Well following on from my reflections on Brueggeman's "Prophetic Imagination" a couple of days ago, I've been prompted to think about the importance and power of story, not just for entertaining children, but to bring about change. Part of that was a result of another book I was reading "The Help" by Kathryn Stockett, which, for those who haven't read the book or seen the film, is about a young white woman in the early 1960s collating the stories of black maids in the epicentre of segregationism, Jackson, Mississippi. I've posted reviews of both the book and film on facebook recently (via Goodreads and Flixster respectively) and in the review of the film I explored, briefly, how the book was not only shortened but also simplified to put it on the screen, producing a film which was good enough in its own right, but which had lost a lot of it's texture and power. And the truth is that today, unless a story is ultimately told through the medium of film or TV it will not reach its maximum audience, yet neither of those have the potency of the written word... So this was a serious opportunity missed to address some of the post-segregationist issues that are still an open scar in the US, but which are taboo to discuss in polite society... Yet who doesn't think that some of the rhetoric concerning the re-election of the first coloured President of the US is actually racism in disguise? And who would dare to suggest that there is actually racism inherent in the black community? I believe that some of the plot changes in the film were made to remove the latter issue... And the avoidance of controversy will always be a factor in mainstream movie-making... Turn the story into a feelgood historical artefact with a healthy dose of humour and a sprinkling of sugar and you can make even the unpalatable into good box office (just like Minny's pie - read the book or watch the film to understand that allusion.)
But the greater skill is to tell stories, by whatever means, which do not allow you to sit as a spectator, but makes you take sides, and switch sides; which raise questions not only about our understanding of historical events, but makes us question how that understanding underpins our present positions; which prompt us to not only take positions on events far away and long ago, but apply them to our own circumstances and our own history.
Paul Ricoeur, the philosopher talks about the "hermeneutical circle" where the reader or listener to a story gets drawn in to the story itself and has to re-evaluate their preconceptions... I think of it more as a spiral, particularly where we encounter stories which offer us different perceptions of the same events (as in the Help)... through this repeated engagement around a core event, we should not simply keep going round in circles but be drawn in and moved on, like a screw slowly working its way into the wood...
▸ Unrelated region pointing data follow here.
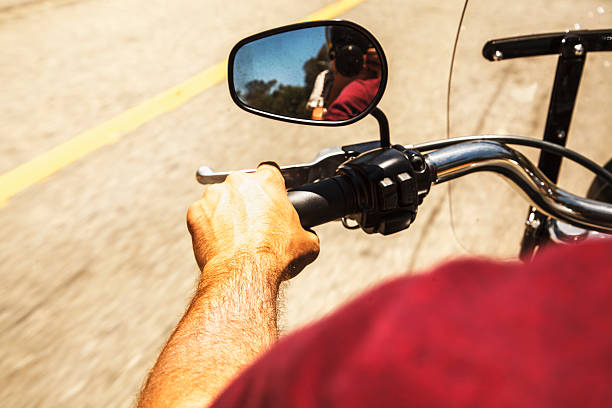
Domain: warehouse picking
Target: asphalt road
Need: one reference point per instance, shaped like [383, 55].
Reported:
[95, 261]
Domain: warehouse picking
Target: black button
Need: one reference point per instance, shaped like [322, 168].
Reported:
[387, 193]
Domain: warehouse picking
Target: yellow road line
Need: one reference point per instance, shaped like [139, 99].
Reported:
[41, 167]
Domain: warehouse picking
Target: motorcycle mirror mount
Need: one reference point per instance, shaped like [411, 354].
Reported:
[321, 73]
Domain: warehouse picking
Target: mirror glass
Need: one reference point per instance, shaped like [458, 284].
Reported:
[325, 73]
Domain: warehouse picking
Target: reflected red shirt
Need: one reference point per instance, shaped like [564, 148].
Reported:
[470, 333]
[353, 99]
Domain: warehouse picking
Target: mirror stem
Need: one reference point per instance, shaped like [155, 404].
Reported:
[383, 125]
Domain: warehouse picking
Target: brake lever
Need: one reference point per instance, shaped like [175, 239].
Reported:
[296, 175]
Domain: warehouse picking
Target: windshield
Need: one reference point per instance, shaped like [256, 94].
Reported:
[511, 97]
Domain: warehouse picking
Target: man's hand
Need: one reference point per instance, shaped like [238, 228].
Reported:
[246, 238]
[250, 214]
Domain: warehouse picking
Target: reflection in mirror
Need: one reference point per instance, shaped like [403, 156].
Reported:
[325, 73]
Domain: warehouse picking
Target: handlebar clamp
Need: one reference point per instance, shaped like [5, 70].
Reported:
[390, 183]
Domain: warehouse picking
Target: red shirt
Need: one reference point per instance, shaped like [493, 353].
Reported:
[353, 99]
[470, 333]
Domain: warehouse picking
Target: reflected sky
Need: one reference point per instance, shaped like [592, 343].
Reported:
[280, 57]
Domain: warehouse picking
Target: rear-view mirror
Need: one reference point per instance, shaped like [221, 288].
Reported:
[321, 73]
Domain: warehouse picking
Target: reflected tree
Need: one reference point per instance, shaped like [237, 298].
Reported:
[285, 100]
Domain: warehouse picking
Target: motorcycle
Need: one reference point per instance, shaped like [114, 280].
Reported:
[334, 73]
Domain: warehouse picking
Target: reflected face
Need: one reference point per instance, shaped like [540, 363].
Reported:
[299, 74]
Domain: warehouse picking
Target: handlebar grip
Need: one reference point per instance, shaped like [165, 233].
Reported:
[324, 201]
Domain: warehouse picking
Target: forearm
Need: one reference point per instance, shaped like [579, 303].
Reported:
[230, 321]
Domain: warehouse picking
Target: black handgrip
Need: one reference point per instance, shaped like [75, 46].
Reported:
[324, 201]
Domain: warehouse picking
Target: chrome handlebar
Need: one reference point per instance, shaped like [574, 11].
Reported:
[465, 158]
[455, 161]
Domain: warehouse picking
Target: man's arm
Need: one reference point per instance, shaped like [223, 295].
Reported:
[247, 238]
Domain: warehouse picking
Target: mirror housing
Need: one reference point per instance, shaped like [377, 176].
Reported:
[328, 73]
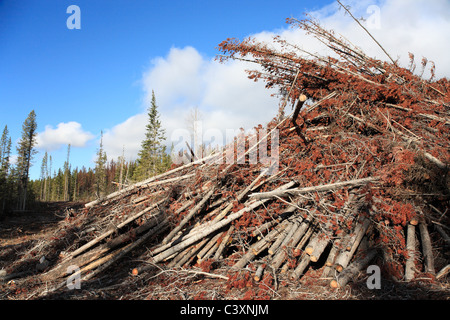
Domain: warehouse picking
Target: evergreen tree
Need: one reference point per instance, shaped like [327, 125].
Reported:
[5, 152]
[44, 177]
[26, 151]
[66, 175]
[100, 174]
[150, 157]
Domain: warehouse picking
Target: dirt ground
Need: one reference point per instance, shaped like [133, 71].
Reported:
[22, 235]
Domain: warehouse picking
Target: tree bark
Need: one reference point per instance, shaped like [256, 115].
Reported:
[352, 270]
[411, 247]
[426, 248]
[325, 187]
[186, 219]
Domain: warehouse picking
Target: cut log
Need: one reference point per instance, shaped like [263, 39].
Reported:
[352, 270]
[111, 231]
[299, 270]
[280, 239]
[147, 182]
[202, 255]
[319, 248]
[411, 247]
[260, 230]
[443, 234]
[344, 258]
[301, 100]
[188, 217]
[308, 234]
[443, 272]
[264, 243]
[325, 187]
[259, 272]
[426, 248]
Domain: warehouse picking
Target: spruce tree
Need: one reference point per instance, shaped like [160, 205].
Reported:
[44, 177]
[5, 152]
[25, 153]
[151, 156]
[100, 174]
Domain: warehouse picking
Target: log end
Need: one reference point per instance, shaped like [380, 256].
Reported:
[334, 284]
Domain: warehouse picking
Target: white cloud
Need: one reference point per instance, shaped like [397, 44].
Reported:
[184, 80]
[126, 136]
[227, 99]
[64, 134]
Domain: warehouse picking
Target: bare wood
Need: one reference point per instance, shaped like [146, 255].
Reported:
[443, 272]
[202, 255]
[161, 256]
[304, 262]
[344, 258]
[244, 193]
[145, 183]
[325, 187]
[265, 241]
[111, 231]
[259, 246]
[188, 217]
[266, 226]
[319, 248]
[299, 246]
[282, 254]
[301, 100]
[274, 247]
[427, 249]
[443, 234]
[151, 233]
[352, 270]
[224, 243]
[259, 271]
[191, 253]
[332, 255]
[411, 248]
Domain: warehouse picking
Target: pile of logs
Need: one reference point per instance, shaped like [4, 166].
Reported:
[362, 178]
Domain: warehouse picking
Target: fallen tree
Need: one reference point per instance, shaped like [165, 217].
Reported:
[364, 153]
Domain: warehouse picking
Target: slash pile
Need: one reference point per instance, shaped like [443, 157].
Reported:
[362, 178]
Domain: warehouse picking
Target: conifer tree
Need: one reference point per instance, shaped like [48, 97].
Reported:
[100, 174]
[44, 177]
[151, 156]
[5, 152]
[26, 151]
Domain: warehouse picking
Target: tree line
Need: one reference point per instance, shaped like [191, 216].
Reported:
[18, 192]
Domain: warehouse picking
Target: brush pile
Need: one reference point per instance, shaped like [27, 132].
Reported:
[361, 178]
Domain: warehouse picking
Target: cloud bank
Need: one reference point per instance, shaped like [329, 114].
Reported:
[227, 99]
[65, 133]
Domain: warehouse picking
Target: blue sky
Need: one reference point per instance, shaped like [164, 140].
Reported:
[80, 82]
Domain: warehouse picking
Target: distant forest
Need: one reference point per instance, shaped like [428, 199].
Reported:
[19, 193]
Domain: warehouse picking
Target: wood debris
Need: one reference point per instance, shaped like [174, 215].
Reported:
[366, 152]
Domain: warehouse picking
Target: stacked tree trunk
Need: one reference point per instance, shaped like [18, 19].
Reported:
[362, 178]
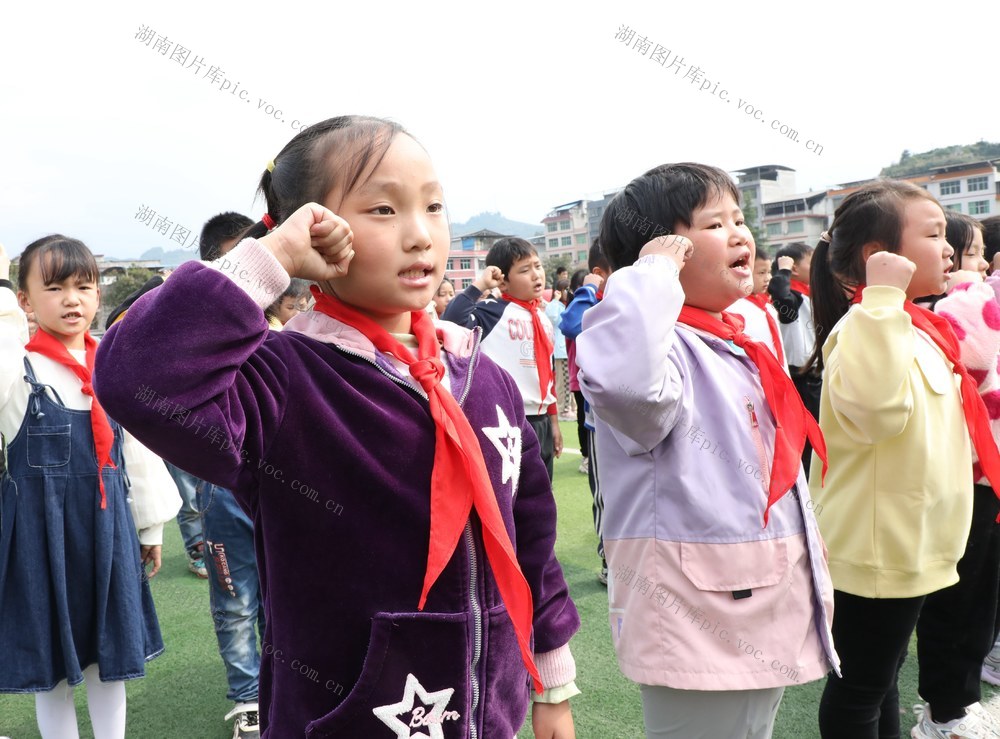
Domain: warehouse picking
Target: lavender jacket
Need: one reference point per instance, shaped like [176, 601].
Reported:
[702, 595]
[329, 448]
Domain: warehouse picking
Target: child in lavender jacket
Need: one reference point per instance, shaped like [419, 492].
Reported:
[711, 611]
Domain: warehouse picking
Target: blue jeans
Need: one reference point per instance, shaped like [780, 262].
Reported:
[188, 517]
[234, 588]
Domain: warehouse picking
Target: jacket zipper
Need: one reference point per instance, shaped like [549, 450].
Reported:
[765, 470]
[470, 543]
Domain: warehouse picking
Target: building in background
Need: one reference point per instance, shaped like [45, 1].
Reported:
[595, 212]
[971, 188]
[567, 232]
[802, 217]
[768, 183]
[467, 256]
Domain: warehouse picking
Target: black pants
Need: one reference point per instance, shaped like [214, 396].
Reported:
[582, 432]
[871, 636]
[546, 443]
[809, 386]
[958, 625]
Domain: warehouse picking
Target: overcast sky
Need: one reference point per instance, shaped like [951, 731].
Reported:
[522, 105]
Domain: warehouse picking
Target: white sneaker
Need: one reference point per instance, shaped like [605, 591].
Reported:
[991, 669]
[970, 726]
[247, 724]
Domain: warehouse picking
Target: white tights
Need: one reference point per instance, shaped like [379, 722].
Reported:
[56, 712]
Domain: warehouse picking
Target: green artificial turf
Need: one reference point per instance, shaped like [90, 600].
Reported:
[183, 695]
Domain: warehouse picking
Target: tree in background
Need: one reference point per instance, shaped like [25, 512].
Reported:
[114, 294]
[750, 219]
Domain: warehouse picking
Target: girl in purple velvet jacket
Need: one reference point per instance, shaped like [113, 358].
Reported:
[407, 562]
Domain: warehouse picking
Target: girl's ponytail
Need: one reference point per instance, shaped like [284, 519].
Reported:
[872, 214]
[829, 302]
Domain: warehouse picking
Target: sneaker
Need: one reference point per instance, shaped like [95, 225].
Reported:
[987, 718]
[970, 726]
[991, 670]
[196, 564]
[247, 724]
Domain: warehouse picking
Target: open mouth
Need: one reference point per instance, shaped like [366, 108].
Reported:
[418, 275]
[741, 265]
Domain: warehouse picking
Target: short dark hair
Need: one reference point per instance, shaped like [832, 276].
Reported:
[991, 237]
[218, 229]
[596, 258]
[959, 231]
[652, 205]
[506, 252]
[57, 258]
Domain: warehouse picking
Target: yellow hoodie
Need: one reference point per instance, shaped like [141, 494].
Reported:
[897, 504]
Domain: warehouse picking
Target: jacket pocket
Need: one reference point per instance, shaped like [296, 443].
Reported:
[933, 367]
[734, 567]
[49, 446]
[414, 681]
For years I have believed that telling stories will be fundamental to any healing in this province of ours... If we don't allow the stories from different perspectives to be told in a shared environment, then different people and communities will continue to tell them in environments where they cannot be challenged or challenge and so will develop in a skewed an simplistic fashion... catering for their limited audience in exactly the same way that mainstream movie makers seek to cater for their audiences in an unchallenging fashion.
And story-telling is fundamental to Judaeo-Christian faith... In recent years Christianity has tended to deliver the faith in propositional terms, offering a straightforward ABC123 of faith, with all the complexities ironed out... If we tell stories at all it is merely to illustrate the point we are making... But in the Bible the story was the point... scripture is fundamentally story... whilst we all know how much Jesus loved stories... Again commentators have tended to obscure this by insisting that Jesus' stories or parables were "earthly stories with heavenly meanings", ie. they were merely illustrative of his meaning... But most of the parables invite their hearers to take a side, to make a choice... and frequently Jesus subverts expectations in even the shortest of his stories...
Story telling of this kind is not just entertainment to while away the cold dark night but to challenge norms and preconceptions... It was probably the loss of the sense of jeopardy in the film version of "The Help" that disappointed me more than anything else... These women were taking real risks in seeking to tell their story, but there was no real sense of that in the movie... But perhaps the very idea of risky story-telling is alien to mainstream movie makers (after all Chris Columbus was one of the producers - Was there ever a man so badly misnamed - had he been in charge of the Nina, the Pinta and the Santa Maria, they'd have been used for pleasure cruises round the Med rather than finding the New World!)
But Jesus knew not only the power of story - but also the risks involved... Indeed Matthew, Mark and Luke all agree that his story of a vineyard and its rebellious tenants was one of the causes of his arrest and subsequent death...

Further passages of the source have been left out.